Students in Stanmore Bay School are progressing their writing, with a little help from artificial intelligence (AI).
Teacher Justin Maclaren says he started using AI images in class this year, after he saw his teenage son using the technology.
“It looked fun and inspiring,” he says – and that is exactly how it panned out with his Year 4 class.
The students were writing descriptions of characters from Medieval times (things like dragons, goblins and ogres) and Justin input those descriptions into the Bing AI Image Creator programme to generate pictures of how the characters could look.

He says it was not straightforward – some of the first images fell short of what the children had imagined and further work was done until they were happy.
The students themselves say it was a creative, fun process, even though some found the images creepy and even scary.

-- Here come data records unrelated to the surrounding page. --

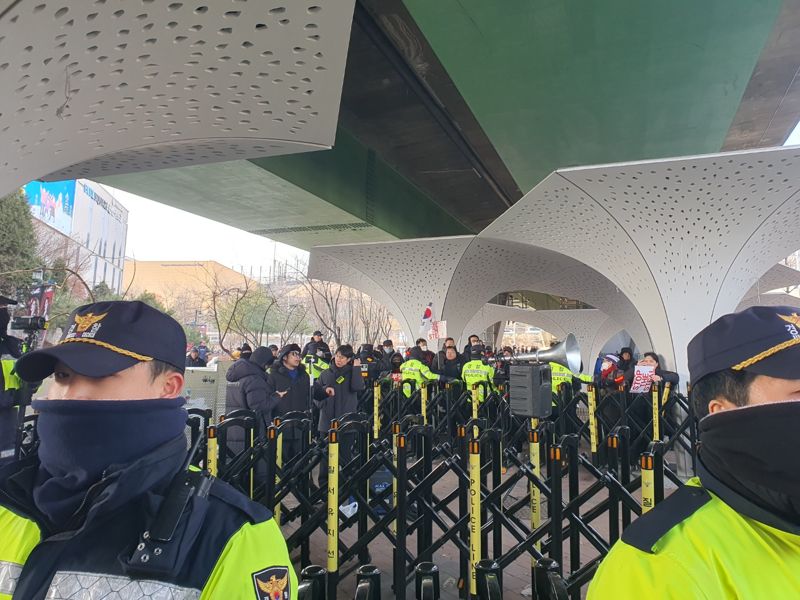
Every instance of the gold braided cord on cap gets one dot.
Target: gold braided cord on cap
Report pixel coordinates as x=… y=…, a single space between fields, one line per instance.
x=766 y=354
x=108 y=346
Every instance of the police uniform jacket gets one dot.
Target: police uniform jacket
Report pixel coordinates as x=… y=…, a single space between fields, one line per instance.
x=224 y=546
x=346 y=383
x=10 y=350
x=418 y=372
x=476 y=371
x=705 y=541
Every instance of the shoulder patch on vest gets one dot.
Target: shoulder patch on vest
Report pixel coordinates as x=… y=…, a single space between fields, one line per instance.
x=256 y=513
x=272 y=584
x=645 y=531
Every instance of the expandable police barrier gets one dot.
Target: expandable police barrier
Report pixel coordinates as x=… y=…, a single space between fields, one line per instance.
x=580 y=477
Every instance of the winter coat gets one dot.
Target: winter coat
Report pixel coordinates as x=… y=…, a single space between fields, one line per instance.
x=247 y=388
x=298 y=396
x=346 y=383
x=195 y=362
x=449 y=368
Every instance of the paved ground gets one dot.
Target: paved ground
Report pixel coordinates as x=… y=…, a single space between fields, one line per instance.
x=516 y=577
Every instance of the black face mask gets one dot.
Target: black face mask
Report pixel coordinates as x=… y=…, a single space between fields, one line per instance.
x=753 y=451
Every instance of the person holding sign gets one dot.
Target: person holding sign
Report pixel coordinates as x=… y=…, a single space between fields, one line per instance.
x=732 y=531
x=646 y=372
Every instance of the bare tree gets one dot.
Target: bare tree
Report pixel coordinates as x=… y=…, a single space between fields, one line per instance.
x=326 y=302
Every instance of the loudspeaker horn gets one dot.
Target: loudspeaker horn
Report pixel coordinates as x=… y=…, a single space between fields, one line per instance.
x=566 y=354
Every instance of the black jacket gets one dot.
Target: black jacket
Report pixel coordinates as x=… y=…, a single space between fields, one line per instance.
x=195 y=362
x=247 y=388
x=346 y=383
x=116 y=512
x=298 y=390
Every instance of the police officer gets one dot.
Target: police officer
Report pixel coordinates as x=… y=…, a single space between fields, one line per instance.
x=314 y=360
x=733 y=531
x=416 y=370
x=89 y=514
x=476 y=371
x=10 y=384
x=316 y=340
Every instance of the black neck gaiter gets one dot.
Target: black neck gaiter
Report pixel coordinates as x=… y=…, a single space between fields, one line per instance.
x=81 y=439
x=753 y=450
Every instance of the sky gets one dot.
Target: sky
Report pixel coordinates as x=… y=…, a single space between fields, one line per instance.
x=182 y=235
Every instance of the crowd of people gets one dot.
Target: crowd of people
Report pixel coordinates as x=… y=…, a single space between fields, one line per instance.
x=273 y=382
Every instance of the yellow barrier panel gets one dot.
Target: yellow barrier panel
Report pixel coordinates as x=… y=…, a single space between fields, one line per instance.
x=535 y=493
x=648 y=484
x=656 y=429
x=376 y=413
x=333 y=502
x=279 y=462
x=252 y=469
x=665 y=395
x=475 y=405
x=423 y=400
x=395 y=432
x=212 y=451
x=474 y=512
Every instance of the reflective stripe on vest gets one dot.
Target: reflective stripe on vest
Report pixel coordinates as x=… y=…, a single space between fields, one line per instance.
x=11 y=380
x=9 y=574
x=18 y=537
x=73 y=584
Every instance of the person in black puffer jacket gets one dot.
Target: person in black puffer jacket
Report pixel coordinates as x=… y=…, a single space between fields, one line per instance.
x=336 y=394
x=247 y=389
x=288 y=389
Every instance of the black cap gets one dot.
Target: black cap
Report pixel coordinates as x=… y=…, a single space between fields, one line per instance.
x=262 y=356
x=107 y=337
x=286 y=349
x=760 y=339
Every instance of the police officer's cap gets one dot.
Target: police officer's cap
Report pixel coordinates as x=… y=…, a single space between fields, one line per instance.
x=287 y=349
x=760 y=339
x=107 y=337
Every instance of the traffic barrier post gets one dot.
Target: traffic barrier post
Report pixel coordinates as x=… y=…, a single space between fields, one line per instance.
x=333 y=512
x=474 y=511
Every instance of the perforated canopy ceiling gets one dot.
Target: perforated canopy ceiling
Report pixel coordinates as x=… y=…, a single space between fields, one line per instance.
x=92 y=88
x=671 y=243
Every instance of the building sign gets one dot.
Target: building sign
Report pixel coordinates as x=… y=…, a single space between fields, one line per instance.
x=52 y=202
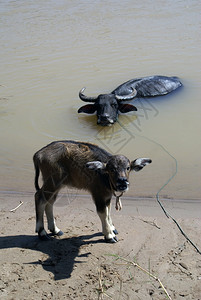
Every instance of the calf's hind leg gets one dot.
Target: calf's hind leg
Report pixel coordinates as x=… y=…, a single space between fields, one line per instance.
x=44 y=200
x=107 y=227
x=50 y=217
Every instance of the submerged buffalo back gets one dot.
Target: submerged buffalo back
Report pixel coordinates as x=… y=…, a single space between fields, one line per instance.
x=66 y=162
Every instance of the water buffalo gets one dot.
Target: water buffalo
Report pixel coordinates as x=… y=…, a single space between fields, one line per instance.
x=83 y=166
x=108 y=106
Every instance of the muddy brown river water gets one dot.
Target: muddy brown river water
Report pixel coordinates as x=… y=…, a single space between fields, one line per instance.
x=49 y=50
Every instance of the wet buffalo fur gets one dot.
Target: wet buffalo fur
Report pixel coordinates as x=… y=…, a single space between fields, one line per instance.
x=82 y=166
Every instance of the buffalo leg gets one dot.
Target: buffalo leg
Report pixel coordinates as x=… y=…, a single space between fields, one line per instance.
x=50 y=217
x=44 y=200
x=110 y=220
x=107 y=229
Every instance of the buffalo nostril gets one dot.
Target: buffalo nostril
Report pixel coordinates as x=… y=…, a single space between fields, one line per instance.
x=123 y=180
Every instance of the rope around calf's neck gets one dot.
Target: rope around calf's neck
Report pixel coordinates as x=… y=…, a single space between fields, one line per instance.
x=165 y=184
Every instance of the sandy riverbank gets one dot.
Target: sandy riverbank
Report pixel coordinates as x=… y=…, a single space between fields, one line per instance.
x=79 y=264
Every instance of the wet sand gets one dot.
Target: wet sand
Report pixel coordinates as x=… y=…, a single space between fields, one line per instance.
x=79 y=265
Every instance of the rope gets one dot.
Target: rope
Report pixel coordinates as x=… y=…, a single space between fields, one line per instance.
x=165 y=184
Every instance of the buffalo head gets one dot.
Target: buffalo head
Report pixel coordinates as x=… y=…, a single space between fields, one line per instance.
x=107 y=106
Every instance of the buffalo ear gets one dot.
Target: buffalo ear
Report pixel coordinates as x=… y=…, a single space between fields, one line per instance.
x=124 y=108
x=95 y=165
x=87 y=109
x=140 y=163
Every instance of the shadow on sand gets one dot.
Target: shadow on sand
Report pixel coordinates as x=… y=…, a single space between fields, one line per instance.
x=62 y=253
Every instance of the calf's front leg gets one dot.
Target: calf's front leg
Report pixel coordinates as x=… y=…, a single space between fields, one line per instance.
x=107 y=227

“It was exciting to see them come off the programme,” one student says. “Not just mine, but everyone’s.”

Recently Year 5 and 6 teacher Vicky Zhu applied the same programme to her students’ studies about animal adaptations.

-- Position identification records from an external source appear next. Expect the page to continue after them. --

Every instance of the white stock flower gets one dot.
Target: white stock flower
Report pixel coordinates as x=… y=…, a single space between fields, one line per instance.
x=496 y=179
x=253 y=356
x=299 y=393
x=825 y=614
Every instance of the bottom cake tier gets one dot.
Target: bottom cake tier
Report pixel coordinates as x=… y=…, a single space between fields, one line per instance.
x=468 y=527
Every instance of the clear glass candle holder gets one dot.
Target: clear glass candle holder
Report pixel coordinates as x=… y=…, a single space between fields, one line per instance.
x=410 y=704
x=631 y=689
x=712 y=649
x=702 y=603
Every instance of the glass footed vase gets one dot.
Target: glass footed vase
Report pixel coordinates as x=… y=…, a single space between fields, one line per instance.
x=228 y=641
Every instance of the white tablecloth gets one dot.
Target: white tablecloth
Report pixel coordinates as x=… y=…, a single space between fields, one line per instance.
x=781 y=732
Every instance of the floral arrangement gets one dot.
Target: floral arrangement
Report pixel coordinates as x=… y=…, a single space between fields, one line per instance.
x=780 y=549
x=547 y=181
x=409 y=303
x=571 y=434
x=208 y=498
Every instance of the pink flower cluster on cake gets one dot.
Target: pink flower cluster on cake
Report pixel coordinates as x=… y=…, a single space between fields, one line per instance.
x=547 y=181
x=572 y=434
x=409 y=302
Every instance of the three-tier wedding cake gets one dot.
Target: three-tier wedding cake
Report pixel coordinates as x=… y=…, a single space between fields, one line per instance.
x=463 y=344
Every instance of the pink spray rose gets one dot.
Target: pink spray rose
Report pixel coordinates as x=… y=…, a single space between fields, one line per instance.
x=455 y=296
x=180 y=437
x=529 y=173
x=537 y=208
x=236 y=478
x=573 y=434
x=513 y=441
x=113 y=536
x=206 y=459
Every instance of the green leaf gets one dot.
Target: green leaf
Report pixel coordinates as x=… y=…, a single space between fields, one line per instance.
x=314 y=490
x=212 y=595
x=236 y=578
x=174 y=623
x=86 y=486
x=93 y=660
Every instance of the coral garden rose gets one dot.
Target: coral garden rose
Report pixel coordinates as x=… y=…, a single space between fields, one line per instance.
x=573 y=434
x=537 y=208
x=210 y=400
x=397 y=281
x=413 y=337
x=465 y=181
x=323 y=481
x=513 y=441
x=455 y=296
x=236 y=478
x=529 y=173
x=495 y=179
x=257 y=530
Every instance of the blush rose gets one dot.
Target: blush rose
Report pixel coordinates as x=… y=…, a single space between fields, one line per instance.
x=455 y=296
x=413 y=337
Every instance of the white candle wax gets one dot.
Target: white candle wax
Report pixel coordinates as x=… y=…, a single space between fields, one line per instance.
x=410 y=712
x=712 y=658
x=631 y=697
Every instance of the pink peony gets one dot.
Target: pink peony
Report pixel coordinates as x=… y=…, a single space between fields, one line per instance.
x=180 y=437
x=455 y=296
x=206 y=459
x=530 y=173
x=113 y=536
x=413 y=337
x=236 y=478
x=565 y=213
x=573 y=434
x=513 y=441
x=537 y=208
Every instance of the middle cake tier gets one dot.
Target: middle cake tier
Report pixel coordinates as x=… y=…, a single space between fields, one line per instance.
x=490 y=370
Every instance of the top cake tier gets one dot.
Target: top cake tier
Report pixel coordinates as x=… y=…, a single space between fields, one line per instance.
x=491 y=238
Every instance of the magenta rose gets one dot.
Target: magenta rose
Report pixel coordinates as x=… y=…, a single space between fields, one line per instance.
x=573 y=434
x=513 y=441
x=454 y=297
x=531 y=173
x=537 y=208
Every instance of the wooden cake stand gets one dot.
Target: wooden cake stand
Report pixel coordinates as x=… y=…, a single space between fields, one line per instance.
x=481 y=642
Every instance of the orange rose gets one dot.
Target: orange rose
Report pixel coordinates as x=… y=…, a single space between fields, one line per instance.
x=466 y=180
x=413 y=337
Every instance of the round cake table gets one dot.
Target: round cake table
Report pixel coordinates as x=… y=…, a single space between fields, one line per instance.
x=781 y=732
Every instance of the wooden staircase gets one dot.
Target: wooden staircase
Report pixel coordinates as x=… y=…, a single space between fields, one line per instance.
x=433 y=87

They were imagining, and writing about, hybrid animals that combined their favourite adaptations from real animals.
She says that seeing the AI images generated from their writing, and working to make them match what they had imagined, inspired the children, and even those who struggle with writing were very motivated to do more.

“It’s important that it’s their own writing, and only the images are from AI,” she says. “In the past they did their own drawings too, but this works for those who don’t like drawing.”

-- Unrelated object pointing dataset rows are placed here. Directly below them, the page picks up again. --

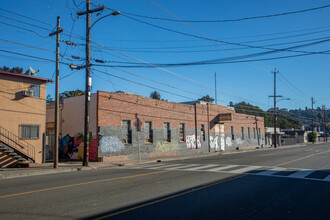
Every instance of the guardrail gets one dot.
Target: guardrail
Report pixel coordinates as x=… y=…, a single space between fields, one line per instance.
x=16 y=143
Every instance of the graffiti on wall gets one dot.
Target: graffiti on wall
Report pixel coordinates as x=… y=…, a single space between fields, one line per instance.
x=72 y=147
x=110 y=145
x=163 y=147
x=191 y=141
x=239 y=141
x=228 y=142
x=214 y=142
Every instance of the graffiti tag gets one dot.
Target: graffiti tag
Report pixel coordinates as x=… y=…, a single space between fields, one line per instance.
x=191 y=141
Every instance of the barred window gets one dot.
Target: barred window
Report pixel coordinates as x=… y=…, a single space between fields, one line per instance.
x=182 y=132
x=242 y=129
x=30 y=131
x=126 y=131
x=35 y=90
x=203 y=131
x=167 y=132
x=148 y=132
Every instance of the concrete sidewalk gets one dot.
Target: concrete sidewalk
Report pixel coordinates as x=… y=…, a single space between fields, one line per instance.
x=71 y=166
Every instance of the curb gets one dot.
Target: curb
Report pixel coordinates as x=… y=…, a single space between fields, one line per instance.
x=23 y=173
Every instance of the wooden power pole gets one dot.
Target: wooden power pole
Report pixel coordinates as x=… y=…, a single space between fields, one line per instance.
x=57 y=33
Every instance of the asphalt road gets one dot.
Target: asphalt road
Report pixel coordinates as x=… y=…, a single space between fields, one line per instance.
x=287 y=183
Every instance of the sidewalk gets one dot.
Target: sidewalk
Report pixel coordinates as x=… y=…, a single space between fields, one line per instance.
x=71 y=166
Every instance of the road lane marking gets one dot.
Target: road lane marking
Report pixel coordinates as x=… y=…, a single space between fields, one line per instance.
x=246 y=169
x=85 y=183
x=202 y=167
x=312 y=155
x=223 y=168
x=169 y=197
x=327 y=178
x=301 y=174
x=265 y=155
x=271 y=171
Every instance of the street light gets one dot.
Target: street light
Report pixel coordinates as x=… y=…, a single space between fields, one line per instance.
x=114 y=13
x=275 y=118
x=87 y=67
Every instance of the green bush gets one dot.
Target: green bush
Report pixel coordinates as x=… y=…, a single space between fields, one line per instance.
x=312 y=136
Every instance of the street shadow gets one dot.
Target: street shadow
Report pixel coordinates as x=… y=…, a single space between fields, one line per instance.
x=291 y=175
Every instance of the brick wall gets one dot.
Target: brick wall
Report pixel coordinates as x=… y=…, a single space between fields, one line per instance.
x=113 y=108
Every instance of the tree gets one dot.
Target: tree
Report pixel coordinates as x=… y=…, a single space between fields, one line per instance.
x=49 y=99
x=18 y=70
x=72 y=93
x=207 y=98
x=312 y=136
x=155 y=95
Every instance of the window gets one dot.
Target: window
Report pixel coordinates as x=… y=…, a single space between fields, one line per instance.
x=126 y=131
x=182 y=135
x=167 y=132
x=148 y=132
x=35 y=90
x=203 y=131
x=30 y=131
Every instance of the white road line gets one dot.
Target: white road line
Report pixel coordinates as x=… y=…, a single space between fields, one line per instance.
x=165 y=166
x=149 y=166
x=301 y=174
x=183 y=167
x=327 y=178
x=202 y=167
x=271 y=171
x=245 y=169
x=222 y=168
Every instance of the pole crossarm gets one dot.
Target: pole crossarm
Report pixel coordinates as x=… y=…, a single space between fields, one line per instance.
x=56 y=32
x=90 y=11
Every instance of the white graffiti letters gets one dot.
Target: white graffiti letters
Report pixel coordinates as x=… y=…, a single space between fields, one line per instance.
x=191 y=141
x=214 y=142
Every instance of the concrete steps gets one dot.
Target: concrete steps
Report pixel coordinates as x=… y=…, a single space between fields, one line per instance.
x=9 y=158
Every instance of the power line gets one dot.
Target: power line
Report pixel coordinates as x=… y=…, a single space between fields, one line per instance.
x=207 y=38
x=231 y=20
x=141 y=84
x=27 y=17
x=35 y=57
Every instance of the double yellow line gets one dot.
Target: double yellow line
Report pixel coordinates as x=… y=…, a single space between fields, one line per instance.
x=291 y=161
x=85 y=183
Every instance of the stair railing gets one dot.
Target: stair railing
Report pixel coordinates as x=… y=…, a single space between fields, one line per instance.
x=16 y=143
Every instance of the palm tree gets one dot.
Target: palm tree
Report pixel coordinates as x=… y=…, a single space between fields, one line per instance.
x=155 y=95
x=72 y=93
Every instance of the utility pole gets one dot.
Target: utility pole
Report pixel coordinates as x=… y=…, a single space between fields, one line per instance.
x=313 y=102
x=215 y=86
x=256 y=119
x=275 y=96
x=88 y=76
x=57 y=32
x=324 y=124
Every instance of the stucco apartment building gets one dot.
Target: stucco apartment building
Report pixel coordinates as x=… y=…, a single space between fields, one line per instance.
x=129 y=126
x=22 y=118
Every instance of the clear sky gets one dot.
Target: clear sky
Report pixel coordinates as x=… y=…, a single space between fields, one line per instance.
x=127 y=41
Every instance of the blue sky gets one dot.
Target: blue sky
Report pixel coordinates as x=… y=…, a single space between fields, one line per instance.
x=127 y=40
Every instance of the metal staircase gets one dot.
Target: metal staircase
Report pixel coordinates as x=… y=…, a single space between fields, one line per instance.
x=14 y=151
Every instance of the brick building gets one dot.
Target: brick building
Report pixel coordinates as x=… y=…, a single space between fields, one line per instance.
x=132 y=126
x=22 y=118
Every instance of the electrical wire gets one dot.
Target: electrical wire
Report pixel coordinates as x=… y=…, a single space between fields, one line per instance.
x=230 y=20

Vicky has shared the work with a Year 1 class, and she says those students are now combining their own drawings with AI.
While the teachers are well aware that there are a lot of questions and concerns around what AI might become, and how humans can keep control of it, Justin says that its limited and controlled use as a tool, the way it has been at the school, has been only positive.


Sasha Levshina finds the image of her Fish Queen quite scary. Francesca Godderidge’s design of a Hound Dog Mistress was one of the hardest to create to her satisfaction.